La foto de la tortuga me ha recordado un cuento que Tony de Mello aplicaba al amor: Un niño sintió que se le rompía el corazón cuando encontró, junto al estanque, a su querida tortuga patas arriba, inmóvil y sin vida. Su padre hizo cuanto pudo por consolarlo: «No llores, hijo. Vamos a organizar un precioso funeral por la señora Tortuga. Le haremos un pequeño ataúd forrado en seda y encargaremos una lápida para su tumba. Luego le pondremos flores todos los días y rodearemos la tumba con una cerca». El niño se secó las lágrimas y se entusiasmó con el proyecto. Cuando todo estuvo dispuesto, se formó el cortejo –el padre, la madre, la criada y, delante de todos, el niño- y empezaron a avanzar solemnemente hacia el estanque para llevarse el cuerpo, pero este había desaparecido.
De pronto, vieron cómo la tortuga emergía del fondo del estanque y nadaba tranquila y gozosamente. El niño, profundamente decepcionado, se quedó mirando fijamente al animal y, al cabo de unos instantes, dijo: «Vamos a matarlo». La consecuencia que saca Tony no puede ser más reveladora: «En realidad, no eres tú lo que me importa, sino la sensación que me produce amarte».
Vivimos, hoy más que nunca, a golpe de impacto. Si el telefilm no tiene bastante sangre, cuerpos destrozados, dosis suficientes de sexo y una música y ritmo trepidantes, es “lento, aburrido, plano”. Si para el fin de semana no hay plan fuera de casa, o las vacaciones son en el pueblo o fuera del ruido del complejo turístico, nos resulta tiempo perdido. Y así el silencio del día a día, el sentir pasar el tiempo, la charla sosegada, nada tienen que hacer ante el frenético estar colgado del Smartphone o la Tablet.

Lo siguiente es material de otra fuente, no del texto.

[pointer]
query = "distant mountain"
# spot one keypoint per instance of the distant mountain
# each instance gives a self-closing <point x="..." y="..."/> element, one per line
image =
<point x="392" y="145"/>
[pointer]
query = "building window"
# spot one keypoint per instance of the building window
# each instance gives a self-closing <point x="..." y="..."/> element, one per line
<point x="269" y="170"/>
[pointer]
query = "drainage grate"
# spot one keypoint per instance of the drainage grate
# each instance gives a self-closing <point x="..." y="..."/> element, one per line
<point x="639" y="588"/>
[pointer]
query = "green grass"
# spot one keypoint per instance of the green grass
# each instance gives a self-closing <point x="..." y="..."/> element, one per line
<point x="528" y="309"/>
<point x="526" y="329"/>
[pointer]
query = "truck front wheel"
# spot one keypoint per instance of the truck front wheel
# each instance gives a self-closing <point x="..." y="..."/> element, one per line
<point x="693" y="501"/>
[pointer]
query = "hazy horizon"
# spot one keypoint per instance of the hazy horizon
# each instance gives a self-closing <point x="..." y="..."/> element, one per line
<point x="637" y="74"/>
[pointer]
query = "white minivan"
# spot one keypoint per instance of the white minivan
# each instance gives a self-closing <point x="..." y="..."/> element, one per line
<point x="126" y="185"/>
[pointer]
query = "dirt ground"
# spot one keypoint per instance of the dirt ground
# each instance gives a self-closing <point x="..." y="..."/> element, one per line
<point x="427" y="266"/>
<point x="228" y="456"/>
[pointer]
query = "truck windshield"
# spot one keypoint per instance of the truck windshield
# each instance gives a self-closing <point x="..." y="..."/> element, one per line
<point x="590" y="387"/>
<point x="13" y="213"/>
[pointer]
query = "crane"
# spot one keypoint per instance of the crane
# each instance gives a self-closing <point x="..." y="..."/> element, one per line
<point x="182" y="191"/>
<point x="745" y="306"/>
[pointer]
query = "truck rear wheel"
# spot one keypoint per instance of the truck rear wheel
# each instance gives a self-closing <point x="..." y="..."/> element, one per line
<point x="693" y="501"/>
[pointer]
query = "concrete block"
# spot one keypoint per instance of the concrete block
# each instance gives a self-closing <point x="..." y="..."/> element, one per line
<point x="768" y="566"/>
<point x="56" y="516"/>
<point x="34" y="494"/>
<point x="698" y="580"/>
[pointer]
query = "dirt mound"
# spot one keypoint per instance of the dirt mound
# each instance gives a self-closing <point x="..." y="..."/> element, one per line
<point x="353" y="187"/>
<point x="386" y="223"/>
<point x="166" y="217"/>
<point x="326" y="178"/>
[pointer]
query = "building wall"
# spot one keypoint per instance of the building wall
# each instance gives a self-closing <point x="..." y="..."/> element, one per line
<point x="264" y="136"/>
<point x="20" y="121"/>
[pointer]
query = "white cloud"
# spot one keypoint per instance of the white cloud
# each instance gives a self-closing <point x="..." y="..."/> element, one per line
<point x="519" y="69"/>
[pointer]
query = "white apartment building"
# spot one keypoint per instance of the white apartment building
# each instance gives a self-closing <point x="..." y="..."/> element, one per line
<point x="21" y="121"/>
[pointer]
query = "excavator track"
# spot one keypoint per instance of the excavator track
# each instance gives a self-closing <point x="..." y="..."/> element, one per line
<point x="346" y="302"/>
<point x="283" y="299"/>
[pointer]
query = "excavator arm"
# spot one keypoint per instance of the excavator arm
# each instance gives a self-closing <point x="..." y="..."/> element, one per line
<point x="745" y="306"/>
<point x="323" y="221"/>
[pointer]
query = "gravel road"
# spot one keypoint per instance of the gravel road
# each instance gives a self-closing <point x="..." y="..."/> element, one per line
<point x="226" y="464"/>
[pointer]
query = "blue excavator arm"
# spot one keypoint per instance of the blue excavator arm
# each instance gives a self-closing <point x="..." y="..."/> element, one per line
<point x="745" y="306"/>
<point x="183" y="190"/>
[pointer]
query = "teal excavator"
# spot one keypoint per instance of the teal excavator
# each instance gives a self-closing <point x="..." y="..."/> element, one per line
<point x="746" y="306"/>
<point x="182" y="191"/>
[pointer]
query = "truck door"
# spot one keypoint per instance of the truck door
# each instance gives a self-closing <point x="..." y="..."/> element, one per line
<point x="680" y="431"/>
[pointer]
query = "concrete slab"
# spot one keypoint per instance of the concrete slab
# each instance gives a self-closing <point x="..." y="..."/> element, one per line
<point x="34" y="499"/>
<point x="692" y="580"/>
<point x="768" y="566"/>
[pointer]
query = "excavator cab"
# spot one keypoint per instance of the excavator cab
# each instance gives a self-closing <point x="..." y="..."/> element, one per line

Hemos convertido los acontecimientos de la vida en otra droga más o menos blanda. No amamos a las personas, el paisaje y la vida (la tortuga) si estos no nos hacen descargar adrenalina, sino las sensaciones más o menos trepidantes que nos provocan. Y estamos dispuestos a acabar con ellas (matar a la tortuga, a la que decíamos amar) para volvernos a “sentir vivos” a base de descargas provenientes del exterior: un divorcio, una aventurilla sexual, un deporte de riesgo, una litrona, un intercambio de parejas, qué sé yo.

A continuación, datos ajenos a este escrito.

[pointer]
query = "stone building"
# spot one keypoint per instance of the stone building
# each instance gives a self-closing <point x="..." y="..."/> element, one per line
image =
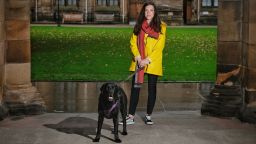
<point x="236" y="48"/>
<point x="103" y="11"/>
<point x="173" y="12"/>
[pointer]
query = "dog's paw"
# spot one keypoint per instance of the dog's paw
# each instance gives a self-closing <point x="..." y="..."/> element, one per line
<point x="124" y="133"/>
<point x="118" y="140"/>
<point x="96" y="140"/>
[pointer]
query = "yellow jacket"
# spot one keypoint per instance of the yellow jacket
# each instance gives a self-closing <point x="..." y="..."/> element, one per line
<point x="153" y="51"/>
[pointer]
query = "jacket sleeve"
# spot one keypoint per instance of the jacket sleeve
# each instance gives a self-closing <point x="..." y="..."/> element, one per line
<point x="134" y="47"/>
<point x="159" y="46"/>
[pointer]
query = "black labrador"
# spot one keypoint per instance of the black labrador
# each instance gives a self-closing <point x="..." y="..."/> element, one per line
<point x="112" y="99"/>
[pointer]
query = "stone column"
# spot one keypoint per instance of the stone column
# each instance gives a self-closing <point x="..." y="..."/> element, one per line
<point x="229" y="35"/>
<point x="226" y="98"/>
<point x="2" y="56"/>
<point x="20" y="95"/>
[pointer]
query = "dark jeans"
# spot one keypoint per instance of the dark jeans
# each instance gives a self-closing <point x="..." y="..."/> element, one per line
<point x="152" y="80"/>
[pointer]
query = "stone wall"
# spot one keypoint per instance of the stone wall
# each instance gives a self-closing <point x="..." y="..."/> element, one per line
<point x="2" y="46"/>
<point x="19" y="94"/>
<point x="249" y="50"/>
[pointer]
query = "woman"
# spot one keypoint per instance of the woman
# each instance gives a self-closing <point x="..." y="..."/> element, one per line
<point x="147" y="43"/>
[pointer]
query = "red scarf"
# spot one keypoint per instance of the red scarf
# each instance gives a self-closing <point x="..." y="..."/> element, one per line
<point x="145" y="29"/>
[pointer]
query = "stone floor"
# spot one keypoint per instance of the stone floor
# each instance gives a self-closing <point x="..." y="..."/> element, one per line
<point x="171" y="127"/>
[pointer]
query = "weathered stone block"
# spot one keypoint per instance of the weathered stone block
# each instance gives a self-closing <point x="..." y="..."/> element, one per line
<point x="2" y="10"/>
<point x="2" y="52"/>
<point x="251" y="67"/>
<point x="18" y="51"/>
<point x="252" y="34"/>
<point x="230" y="11"/>
<point x="2" y="29"/>
<point x="18" y="74"/>
<point x="1" y="80"/>
<point x="229" y="22"/>
<point x="252" y="14"/>
<point x="229" y="31"/>
<point x="18" y="10"/>
<point x="245" y="11"/>
<point x="245" y="32"/>
<point x="17" y="30"/>
<point x="229" y="53"/>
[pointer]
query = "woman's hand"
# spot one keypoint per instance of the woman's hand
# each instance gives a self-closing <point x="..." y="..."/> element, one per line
<point x="144" y="62"/>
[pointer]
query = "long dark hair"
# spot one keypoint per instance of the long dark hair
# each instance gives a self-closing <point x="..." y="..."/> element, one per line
<point x="155" y="23"/>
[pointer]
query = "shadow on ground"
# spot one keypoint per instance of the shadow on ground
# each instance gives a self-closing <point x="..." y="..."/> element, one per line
<point x="79" y="125"/>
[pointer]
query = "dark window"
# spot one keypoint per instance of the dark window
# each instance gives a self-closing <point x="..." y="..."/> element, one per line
<point x="67" y="2"/>
<point x="209" y="3"/>
<point x="107" y="2"/>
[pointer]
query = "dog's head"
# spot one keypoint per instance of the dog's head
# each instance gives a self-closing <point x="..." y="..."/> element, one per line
<point x="108" y="90"/>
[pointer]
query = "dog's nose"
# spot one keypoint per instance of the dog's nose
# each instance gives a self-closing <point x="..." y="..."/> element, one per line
<point x="110" y="98"/>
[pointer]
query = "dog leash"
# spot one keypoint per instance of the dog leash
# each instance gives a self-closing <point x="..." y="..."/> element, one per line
<point x="131" y="75"/>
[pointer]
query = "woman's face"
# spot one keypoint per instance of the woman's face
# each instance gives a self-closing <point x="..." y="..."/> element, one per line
<point x="149" y="12"/>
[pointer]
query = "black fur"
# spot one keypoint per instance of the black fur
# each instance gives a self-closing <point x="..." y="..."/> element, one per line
<point x="111" y="94"/>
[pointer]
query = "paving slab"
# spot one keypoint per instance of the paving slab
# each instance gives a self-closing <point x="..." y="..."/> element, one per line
<point x="171" y="127"/>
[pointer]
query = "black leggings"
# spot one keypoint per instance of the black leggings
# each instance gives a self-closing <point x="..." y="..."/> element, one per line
<point x="152" y="80"/>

La desconexión con lo quieto y lo profundo de nosotros mismos provoca muchas locuras en la gente de hoy. Pues la alegría no está en el qué sino en el cómo. No en el correr ni huir ni en la vorágine de sensaciones, sino en el saborear el mar que desde siempre llevamos dentro. Así lo expresaba Ignacio de Loyola: «No el mucho saber harta y satisface en ánima, mas el sentir y gustar de las cosas internamente».
Pedro Miguel LAMET, en Revista 21 (agosto-septiembre 2014) p.55.